Shropshire and Telford & Wrekin were scanned – the highest uptake in the country.

That’s all down to the efforts of the AAA screening team run by The Shrewsbury and Telford Hospital

NSH Trust (SaTH).

They screened more than 2,500 men over the age of 65 for the aneurysm, which

could be life threatening if not detected early enough.

An Abdominal Aortic Aneurysm (AAA) is a swelling in the aorta – the main blood vessel that runs from

the heart down through the chest.

It can get bigger over time and could burst, causing life-threatening bleeding.

Men aged over 65 are at the most risk of AAAs, which is why they are invited to be screened.

The AAA screening team, based at The Royal Shrewsbury Hospital (RSH), scanned 2,589 men in

2017-2018, which is 88.4 per cent of those initial men eligible to be scanned - the highest nationally according to the NHS AAA Screening Programme (NAAASP) National Standards Report from Public Health England.

In Shropshire and Telford & Wrekin, screening is delivered by SaTH’s technicians in community

settings such as GP practices, clinics and at both the RSH and Princess Royal Hospital (PRH) in


A simple ultrasound test is performed to detect AAA, which is quick, painless and non-invasive - and

the results are provided straight away. It is part of a dedicated NHS programme to reduce the number

of premature aneurysm-related deaths through early detection, monitoring and treatment.

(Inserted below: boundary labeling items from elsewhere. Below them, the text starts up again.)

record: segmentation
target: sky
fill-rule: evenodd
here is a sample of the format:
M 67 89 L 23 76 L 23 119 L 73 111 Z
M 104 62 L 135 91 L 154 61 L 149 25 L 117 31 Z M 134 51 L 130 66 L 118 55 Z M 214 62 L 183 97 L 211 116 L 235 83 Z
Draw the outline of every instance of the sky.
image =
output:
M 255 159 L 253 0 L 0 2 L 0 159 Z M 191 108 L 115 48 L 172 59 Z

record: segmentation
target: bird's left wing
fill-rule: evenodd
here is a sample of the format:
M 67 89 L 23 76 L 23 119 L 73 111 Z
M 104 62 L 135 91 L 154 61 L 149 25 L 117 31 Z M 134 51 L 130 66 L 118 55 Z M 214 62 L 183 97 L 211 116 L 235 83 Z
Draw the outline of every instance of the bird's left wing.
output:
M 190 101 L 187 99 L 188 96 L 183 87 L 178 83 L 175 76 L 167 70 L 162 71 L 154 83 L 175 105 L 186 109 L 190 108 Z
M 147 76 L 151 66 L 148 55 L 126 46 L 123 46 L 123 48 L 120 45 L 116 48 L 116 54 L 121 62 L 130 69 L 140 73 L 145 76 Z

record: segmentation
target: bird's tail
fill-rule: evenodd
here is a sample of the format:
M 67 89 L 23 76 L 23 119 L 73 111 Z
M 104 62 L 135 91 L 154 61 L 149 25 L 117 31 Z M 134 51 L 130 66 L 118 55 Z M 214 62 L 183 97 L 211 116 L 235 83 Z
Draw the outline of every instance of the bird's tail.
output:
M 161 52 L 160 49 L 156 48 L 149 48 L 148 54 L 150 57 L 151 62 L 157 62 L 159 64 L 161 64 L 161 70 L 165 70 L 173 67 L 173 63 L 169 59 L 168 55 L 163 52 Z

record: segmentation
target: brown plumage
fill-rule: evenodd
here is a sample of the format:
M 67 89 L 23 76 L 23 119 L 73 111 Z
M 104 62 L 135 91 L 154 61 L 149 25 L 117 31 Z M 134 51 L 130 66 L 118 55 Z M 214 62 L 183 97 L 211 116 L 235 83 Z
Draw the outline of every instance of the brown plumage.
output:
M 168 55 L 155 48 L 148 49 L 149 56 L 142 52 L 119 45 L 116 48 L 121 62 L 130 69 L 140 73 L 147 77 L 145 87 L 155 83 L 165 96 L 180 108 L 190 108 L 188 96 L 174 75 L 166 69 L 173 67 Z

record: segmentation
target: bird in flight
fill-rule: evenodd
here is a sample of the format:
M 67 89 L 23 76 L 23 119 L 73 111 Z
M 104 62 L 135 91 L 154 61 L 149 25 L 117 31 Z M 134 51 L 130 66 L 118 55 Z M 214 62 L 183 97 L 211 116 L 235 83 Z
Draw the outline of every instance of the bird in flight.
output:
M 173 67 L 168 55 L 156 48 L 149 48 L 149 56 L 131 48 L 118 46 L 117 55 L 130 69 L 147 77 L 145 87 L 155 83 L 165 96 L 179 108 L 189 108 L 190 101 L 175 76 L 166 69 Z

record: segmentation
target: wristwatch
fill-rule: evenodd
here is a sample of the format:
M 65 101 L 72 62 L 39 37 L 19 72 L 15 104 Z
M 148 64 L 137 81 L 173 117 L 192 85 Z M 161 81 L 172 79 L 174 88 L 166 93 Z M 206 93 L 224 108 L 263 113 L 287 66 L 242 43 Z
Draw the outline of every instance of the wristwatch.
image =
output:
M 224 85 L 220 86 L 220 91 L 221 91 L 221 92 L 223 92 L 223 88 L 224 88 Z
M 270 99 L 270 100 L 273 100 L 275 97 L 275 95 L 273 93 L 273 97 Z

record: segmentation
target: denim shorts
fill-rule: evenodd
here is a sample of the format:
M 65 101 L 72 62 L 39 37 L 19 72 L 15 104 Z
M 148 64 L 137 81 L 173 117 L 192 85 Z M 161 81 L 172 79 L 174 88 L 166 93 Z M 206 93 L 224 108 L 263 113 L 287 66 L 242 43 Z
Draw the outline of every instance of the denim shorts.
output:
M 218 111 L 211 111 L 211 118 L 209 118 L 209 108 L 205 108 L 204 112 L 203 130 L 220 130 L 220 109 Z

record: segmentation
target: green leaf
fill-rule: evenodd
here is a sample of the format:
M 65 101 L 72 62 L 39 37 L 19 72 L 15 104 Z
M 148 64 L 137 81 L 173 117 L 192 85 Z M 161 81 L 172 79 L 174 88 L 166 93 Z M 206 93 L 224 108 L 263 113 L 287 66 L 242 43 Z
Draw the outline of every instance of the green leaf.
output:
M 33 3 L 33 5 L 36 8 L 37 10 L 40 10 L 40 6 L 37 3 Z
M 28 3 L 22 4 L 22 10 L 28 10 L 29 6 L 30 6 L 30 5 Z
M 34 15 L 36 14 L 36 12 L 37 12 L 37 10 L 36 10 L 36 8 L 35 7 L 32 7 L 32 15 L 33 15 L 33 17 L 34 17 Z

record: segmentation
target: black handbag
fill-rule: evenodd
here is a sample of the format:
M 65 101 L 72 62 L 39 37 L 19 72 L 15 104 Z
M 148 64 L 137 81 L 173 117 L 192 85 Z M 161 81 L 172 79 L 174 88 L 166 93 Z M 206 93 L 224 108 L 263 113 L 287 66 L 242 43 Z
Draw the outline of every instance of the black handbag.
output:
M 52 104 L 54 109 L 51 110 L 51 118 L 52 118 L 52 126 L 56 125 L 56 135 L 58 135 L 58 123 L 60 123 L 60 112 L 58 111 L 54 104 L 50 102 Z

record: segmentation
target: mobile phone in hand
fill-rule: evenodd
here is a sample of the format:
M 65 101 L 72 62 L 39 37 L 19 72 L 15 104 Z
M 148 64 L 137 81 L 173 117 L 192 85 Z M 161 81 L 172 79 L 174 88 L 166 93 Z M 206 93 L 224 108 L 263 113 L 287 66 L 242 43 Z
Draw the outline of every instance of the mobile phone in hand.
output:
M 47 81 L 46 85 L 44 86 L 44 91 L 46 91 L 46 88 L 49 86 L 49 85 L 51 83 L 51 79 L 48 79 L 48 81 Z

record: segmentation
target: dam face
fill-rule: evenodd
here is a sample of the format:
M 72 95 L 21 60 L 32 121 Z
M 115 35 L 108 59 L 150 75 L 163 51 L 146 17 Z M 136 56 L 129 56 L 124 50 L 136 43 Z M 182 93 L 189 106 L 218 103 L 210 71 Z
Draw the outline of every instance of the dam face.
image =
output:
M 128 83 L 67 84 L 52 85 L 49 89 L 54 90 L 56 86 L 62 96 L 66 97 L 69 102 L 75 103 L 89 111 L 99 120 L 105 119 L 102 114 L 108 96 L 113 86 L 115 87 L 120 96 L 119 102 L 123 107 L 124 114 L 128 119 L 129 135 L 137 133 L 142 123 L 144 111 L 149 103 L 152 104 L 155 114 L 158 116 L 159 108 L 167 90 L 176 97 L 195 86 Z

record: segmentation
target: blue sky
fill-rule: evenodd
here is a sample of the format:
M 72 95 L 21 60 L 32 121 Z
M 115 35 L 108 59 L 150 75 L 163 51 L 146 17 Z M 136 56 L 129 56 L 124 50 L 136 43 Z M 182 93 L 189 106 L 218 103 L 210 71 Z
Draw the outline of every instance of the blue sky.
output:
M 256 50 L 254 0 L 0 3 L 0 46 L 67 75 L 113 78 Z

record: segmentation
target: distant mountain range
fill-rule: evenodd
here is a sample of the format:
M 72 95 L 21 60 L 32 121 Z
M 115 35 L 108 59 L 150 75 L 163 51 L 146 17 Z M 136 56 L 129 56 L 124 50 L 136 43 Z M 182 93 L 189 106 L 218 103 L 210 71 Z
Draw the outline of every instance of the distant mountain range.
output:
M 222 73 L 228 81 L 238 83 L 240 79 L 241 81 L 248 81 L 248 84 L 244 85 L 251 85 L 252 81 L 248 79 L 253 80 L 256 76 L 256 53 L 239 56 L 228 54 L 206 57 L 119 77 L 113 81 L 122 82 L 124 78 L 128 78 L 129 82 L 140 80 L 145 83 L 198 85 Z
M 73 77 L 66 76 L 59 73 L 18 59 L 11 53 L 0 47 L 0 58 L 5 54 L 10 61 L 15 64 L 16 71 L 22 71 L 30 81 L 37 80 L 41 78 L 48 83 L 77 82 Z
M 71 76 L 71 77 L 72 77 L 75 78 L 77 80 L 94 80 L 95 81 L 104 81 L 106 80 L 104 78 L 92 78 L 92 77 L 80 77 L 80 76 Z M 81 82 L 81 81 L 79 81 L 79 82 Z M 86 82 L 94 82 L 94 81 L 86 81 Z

Jessica Smith, AAA Programme co-ordinator at SaTH, said: “This is a fantastic achievement by the

whole team who have worked incredibly hard to ensure that anyone eligible to have the scan was able

to have it.

“They have telephoned patients to remind them about their appointments and the importance of

attending, and they have even managed to get GP surgeries on board to send text reminders.

"The team is absolutely committed to ensuring that those who are eligible to have the test know about it and

come along to be scanned as it could save their life.”